8 procfs: Gone But Not Forgotten

In Linux®, you may have looked at /proc/sys/net/ipv4/ip_forward to determine if IP forwarding was enabled. Under FreeBSD you should use sysctl(8) to view this and other system settings, as procfs(5) has been deprecated in current versions of FreeBSD. (Although sysctl is available in Linux as well.)

In the IP forwarding example, you would use the following to determine if IP forwarding is enabled on your FreeBSD system:

% sysctl net.inet.ip.forwarding
net.inet.ip.forwarding: 0

The -a flag is used to list all the system settings:

% sysctl -a
kern.ostype: FreeBSD
kern.osrelease: 6.2-RELEASE-p9
kern.osrevision: 199506
kern.version: FreeBSD 6.2-RELEASE-p9 #0: Thu Nov 29 04:07:33 UTC 2007
    root@i386-builder.daemonology.net:/usr/obj/usr/src/sys/GENERIC

kern.maxvnodes: 17517
kern.maxproc: 1988
kern.maxfiles: 3976
kern.argmax: 262144
kern.securelevel: -1
kern.hostname: server1
kern.hostid: 0
kern.clockrate: { hz = 1000, tick = 1000, profhz = 666, stathz = 133 }
kern.posix1version: 200112
...

Note: Some of these sysctl values are read-only.

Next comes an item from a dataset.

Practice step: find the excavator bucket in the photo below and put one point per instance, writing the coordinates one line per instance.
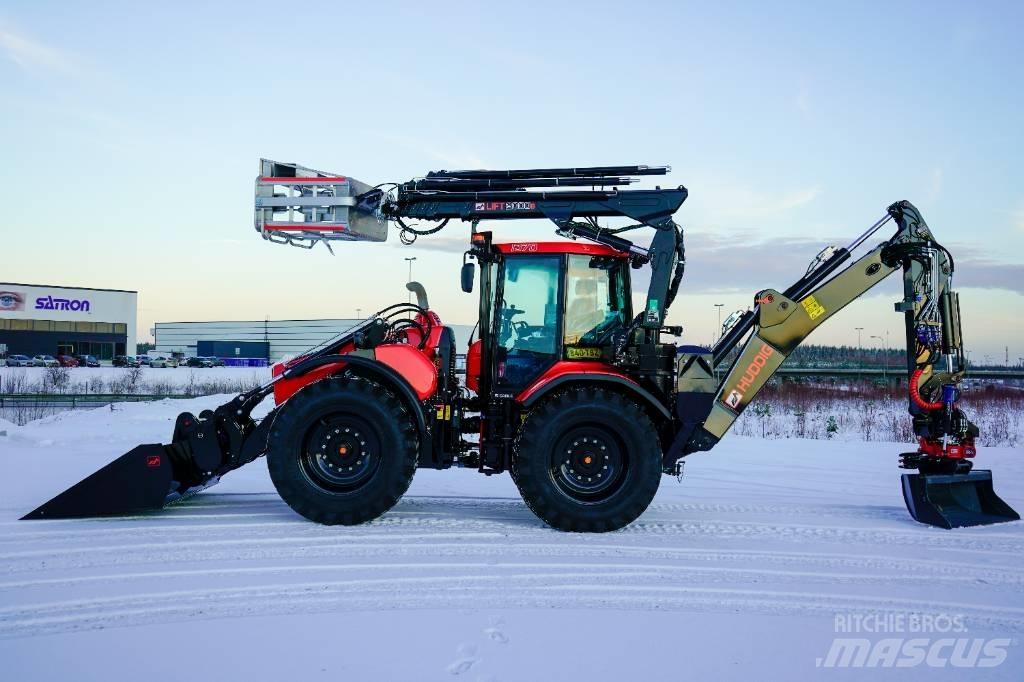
(953, 501)
(138, 480)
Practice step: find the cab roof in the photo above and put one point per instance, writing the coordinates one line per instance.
(582, 248)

There are occasions where procfs is required, such as running older software, using truss(1) to trace system calls, and Linux Binary Compatibility. (Although, Linux Binary Compatibility uses its own procfs, linprocfs(5).) If you need to mount procfs you can add the following to /etc/fstab:

proc                /proc           procfs  rw,noauto       0       0

Note: noauto will prevent /proc from being automatically mounted at boot.